Cette perspective la bouleversa tout d’abord. Comment Joseph pouvait-il envisager de lui faire quitter son pays, sa famille et ses amis ? Que savait-il vraiment de ce qui les attendrait là-bas ? Et puis d’abord, il n’était pas question qu’elle accepte. Si Joseph l’aimait, il devrait abandonner cette idée folle.
– « Rends-toi compte ma chérie. Soixante-cinq hectares de terres parmi les plus fertiles, sur lesquelles nous pourrons élever un gros cheptel de bétail et cultiver du blé. Nous serons avec d’autres colons comme nous, tous venus de Paris. A nous les grands espaces, les forêts, les montagnes de neige, les bisons et les caribous, la pêche au saumon, les promenades en traîneau derrière des chiens, tout ce qu’on ne connaîtra jamais ici… Et dont je ne pourrais même pas rêver dans mon petit bureau à la banque. La Société Foncière du Canada finance tout : le voyage, la construction d’une petite maison pour s’installer, les premiers équipements de la maison, les premières provisions, le matériel agricole, le bétail, les semences. Nous la rembourserons sur le produit de notre travail. Nous n’aurons rien à dépenser avant, ce qui nous permettra de mettre de côté ce que nous avons déjà. Jamais nous n’aurons une autre occasion comme celle-là ! »

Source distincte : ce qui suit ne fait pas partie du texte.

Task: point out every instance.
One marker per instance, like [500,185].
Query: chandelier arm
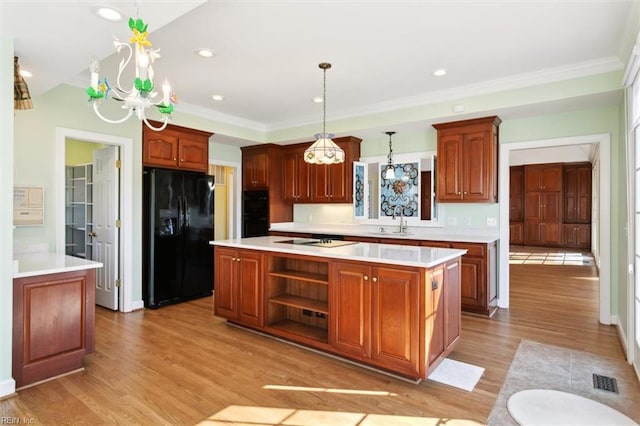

L’enthousiasme communicatif de Joseph et l’amour qu’elle lui portait eurent finalement raison des doutes de Cécilia et de ses craintes malgré la totale méconnaissance qu’ils avaient tous deux de la vie de cultivateur. Le vingt-neuf mars de cette année mille huit cent quatre-vingt-treize, ils signaient un contrat avec la Société Foncière du Canada, fixaient la date de leur départ et celle de leur mariage.
Devant les passagers assemblés sur le pont du navire défilaient maintenant les rivages du golfe du Saint-Laurent. Au sud, plongeant dans les eaux grises, s’élevaient les falaises abruptes de la Gaspésie prolongées par les grands plateaux menant à la baie des Chaleurs qui sépare cette presqu’île des territoires du Nouveau-Brunswick. Le mont Albert, fier de ses mille deux cent soixante-huit mètres, dressait sa silhouette patricienne au-dessus de cette plèbe sans relief. Ça et là, une habitation perchée au-dessus du fleuve regardait de ses fenêtres grandes ouvertes le lent passage des bateaux chargés de relier Québec au reste du monde. Un grand cormoran, reconnaissable dans sa livrée noire à cache-col blanc, plongea de la falaise la plus proche pour se dégourdir un peu les ailes. Satisfait, il enchaîna quelques loopings destinés à impressionner sa compagne puis retourna rapidement auprès d’elle pour ne pas l’abandonner à la convoitise de ses semblables.
Au nord, la côte en pente beaucoup plus douce étendait à perte de vue ses immenses forêts de mélèzes, de bouleaux et de trembles. De nombreux oiseaux de mer allaient et venaient le long du rivage, s’en éloignant de temps en temps pour espionner l’îlot à moteur peuplé d’humains qui se frayait un passage au milieu de leurs eaux de pêche. Ils faisaient quelques secondes de surplace au-dessus de cette curieuse île qui avançait, le temps de s’imprégner du cliché, puis se laissaient dériver le long du sillage blanc tracé par le navire et s’appuyant sur une aile ou sur l’autre, effectuaient un grand virage pour retourner à leur base raconter à leurs congénères ce qu’ils avaient pu observer.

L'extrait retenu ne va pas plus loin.